A potentially biocompatible class of spin-labeled macromolecules, spin-labeled (SL) heparins, and their use as nuclear magnetic resonance (NMR) signal enhancers are introduced. The signal enhancement is achieved through Overhauser-type dynamic nuclear polarization (DNP). All presented SL-heparins show high 1H DNP enhancement factors up to E=−110, which validates that effectively more than one hyperfine line can be saturated even for spin-labeled polarizing agents. The parameters for the Overhauser-type DNP are determined and discussed. A striking result is that for spin-labeled heparins, the off-resonant electron paramagnetic resonance (EPR) hyperfine lines contribute a non-negligible part to the total saturation, even in the absence of Heisenberg spin exchange (HSE) and electron spin-nuclear spin relaxation (T1ne). As a result, we conclude that one can optimize the use of, for example, biomacromolecules for DNP, for which only small sample amounts are available, by using heterogeneously distributed radicals attached to the molecule.

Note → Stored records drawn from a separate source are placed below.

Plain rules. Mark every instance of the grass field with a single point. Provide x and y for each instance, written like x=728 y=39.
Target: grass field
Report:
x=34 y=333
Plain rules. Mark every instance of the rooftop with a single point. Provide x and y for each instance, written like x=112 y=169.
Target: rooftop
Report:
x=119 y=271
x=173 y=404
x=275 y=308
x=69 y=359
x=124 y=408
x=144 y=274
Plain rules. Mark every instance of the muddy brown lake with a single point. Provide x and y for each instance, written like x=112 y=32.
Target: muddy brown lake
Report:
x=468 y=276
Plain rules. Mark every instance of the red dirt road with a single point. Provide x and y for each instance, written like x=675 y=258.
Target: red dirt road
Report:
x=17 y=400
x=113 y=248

Kinetics from Indirectly Detected Hyperpolarized NMR Spectroscopy by Using Spatially Selective Coherence Transfers

T. Harris et al., Kinetics from Indirectly Detected Hyperpolarized NMR Spectroscopy by Using Spatially Selective Coherence Transfers, Chemistry – A European Journal, 2011, 17, 697-703.

An important recent development in NMR spectroscopy is the advent of ex situ dynamic nuclear polarization (DNP) approaches, which are capable of yielding liquid-state sensitivities that exceed considerably those afforded by the highest-field spectrometers. This increase in sensitivity has triggered new research avenues, particularly concerning the in vivo monitoring of metabolism and disease by NMR spectroscopy. So far such gains have mainly materialized for experiments that focus on nonprotonated, low-γ nuclei; targets favored by relatively long relaxation times T1, which enable them to withstand the transfer from the cryogenic hyperpolarizer to the reacting centers of interest. Recent studies have also shown that transferring this hyperpolarization to protons by indirectly detected methods could successfully give rise to 1H NMR spectra of hyperpolarized compounds with a high sensitivity. The present study demonstrates that, when merged with spatially encoded methods, indirectly detected 1H NMR spectroscopy can also be exploited as time-resolved hyperpolarized spectroscopy. A methodology is thus introduced that can successfully deliver a series of hyperpolarized 1H NMR spectra over a minutes-long timescale. The principles and opportunities presented by this approach are exemplified by following the in vitro phosphorylation of choline by choline kinase, a potential metabolic marker of cancer; and by tracking acetylcholine’s hydrolysis by acetylcholine esterase, an important enzyme partaking in synaptic transmission and neuronal degradation.